Errada: redução de danos não é conivência, nem parte da ideia de que o profissional aprova o uso, mas de cuidado ético sem julgamento.
- B)uma intervenção que tem como principal fundamento a abstinência.
Errada: abstinência pode ser um objetivo possível em alguns casos, mas não é o fundamento principal da redução de danos.
- C)uma forma de considerar as pessoas que fazem uso de drogas como sujeitos de direitos.
Certa: a redução de danos entende a pessoa que usa drogas como sujeito de direitos, com dignidade e direito ao cuidado.
- D)uma intervenção que acarreta uma substituição de sintomas.

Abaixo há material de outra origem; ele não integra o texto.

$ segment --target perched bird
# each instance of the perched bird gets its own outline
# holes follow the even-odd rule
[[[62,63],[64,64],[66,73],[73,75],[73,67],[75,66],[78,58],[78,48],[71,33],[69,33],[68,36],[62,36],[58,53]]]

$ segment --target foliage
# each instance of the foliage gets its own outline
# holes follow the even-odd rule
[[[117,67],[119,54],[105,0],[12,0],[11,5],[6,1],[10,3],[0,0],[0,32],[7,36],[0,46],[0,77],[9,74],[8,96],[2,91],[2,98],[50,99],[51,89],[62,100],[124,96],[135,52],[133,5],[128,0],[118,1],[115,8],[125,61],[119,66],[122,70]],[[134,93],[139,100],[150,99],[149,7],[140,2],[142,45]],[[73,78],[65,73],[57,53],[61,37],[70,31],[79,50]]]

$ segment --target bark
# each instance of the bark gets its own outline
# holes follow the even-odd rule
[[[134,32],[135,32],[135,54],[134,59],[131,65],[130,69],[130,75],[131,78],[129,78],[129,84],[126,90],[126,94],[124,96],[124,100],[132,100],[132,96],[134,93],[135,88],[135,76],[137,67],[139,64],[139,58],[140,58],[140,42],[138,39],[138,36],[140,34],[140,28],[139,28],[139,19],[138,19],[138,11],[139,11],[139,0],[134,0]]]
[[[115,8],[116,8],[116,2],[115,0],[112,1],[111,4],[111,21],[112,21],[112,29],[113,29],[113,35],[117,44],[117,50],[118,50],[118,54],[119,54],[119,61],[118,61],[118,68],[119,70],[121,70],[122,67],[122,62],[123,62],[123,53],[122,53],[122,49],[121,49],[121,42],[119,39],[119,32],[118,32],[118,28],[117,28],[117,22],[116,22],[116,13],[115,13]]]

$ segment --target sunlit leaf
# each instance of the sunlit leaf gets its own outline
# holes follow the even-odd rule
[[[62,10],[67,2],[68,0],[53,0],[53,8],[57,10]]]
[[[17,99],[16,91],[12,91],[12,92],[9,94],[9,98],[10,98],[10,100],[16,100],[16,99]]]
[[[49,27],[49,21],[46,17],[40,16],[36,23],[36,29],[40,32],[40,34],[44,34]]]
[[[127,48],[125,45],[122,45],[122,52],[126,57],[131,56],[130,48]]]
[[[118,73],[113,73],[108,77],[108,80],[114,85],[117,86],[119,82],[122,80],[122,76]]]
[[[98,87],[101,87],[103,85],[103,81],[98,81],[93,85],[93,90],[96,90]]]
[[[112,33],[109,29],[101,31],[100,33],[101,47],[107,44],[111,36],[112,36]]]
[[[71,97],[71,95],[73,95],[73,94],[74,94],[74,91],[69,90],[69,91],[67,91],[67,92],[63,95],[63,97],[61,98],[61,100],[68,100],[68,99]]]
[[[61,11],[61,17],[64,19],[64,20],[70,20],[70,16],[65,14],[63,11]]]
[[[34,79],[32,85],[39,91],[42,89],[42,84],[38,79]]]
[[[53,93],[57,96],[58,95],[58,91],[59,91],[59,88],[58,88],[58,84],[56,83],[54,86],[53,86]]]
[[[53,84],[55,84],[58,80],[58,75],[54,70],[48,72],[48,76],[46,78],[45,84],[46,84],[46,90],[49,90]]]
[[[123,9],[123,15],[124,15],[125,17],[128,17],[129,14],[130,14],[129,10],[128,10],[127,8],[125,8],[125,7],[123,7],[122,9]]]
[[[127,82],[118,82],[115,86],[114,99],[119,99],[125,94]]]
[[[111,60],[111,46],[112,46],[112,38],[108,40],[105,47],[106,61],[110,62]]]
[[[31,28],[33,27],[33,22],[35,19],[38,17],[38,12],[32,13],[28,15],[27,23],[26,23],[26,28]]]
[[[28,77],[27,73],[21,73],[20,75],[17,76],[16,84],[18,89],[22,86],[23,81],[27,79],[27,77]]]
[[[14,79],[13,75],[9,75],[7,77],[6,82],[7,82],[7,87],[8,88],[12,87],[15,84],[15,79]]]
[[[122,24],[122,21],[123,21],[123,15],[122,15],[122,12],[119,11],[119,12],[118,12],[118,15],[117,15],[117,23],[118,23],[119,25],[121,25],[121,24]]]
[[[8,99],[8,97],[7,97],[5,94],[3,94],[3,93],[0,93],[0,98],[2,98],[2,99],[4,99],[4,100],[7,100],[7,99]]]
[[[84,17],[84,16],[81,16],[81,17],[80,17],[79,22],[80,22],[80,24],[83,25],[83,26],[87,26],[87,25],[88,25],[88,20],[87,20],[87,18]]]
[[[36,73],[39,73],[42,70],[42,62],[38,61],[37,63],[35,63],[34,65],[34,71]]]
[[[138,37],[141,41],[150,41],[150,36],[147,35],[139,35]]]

Errada: substituição de sintomas não é a lógica da redução de danos, que foca em diminuir riscos e prejuízos associados ao uso.
Gabarito: C
A estratégia de redução de danos, nas referências técnicas do CFP sobre álcool e outras drogas, parte de uma ideia simples e muito importante: nem toda intervenção precisa começar exigindo abstinência total. Em vez de enxergar o uso de substâncias apenas como “falta de força de vontade” ou “desvio moral”, essa abordagem considera a pessoa em sua realidade concreta, com seus vínculos, riscos, escolhas e possibilidades de cuidado. Na prática, reduzir danos significa diminuir os prejuízos associados ao uso, mesmo quando a pessoa ainda não conseguiu ou não quer parar completamente. Isso pode envolver orientações para uso mais seguro, prevenção de agravos, construção de vínculo e acesso a rede de atenção. O foco sai do julgamento e vai para a proteção da vida e da saúde. Por isso, o gabarito é a letra C. A redução de danos trata a pessoa que usa drogas como sujeito de direitos, isto é, alguém que merece escuta, respeito, cuidado e acesso a políticas públicas, e não apenas repressão ou tutela. Essa perspectiva combina com os princípios do SUS, especialmente integralidade, universalidade e equidade, além da lógica de atenção psicossocial. As demais alternativas escorregam no básico: confundem redução de danos com abstinência, com conivência ou com ideias de substituição de sintomas. A pegada da questão é justamente testar se você entendeu que redução de danos não é “liberar geral”, mas sim cuidar sem excluir.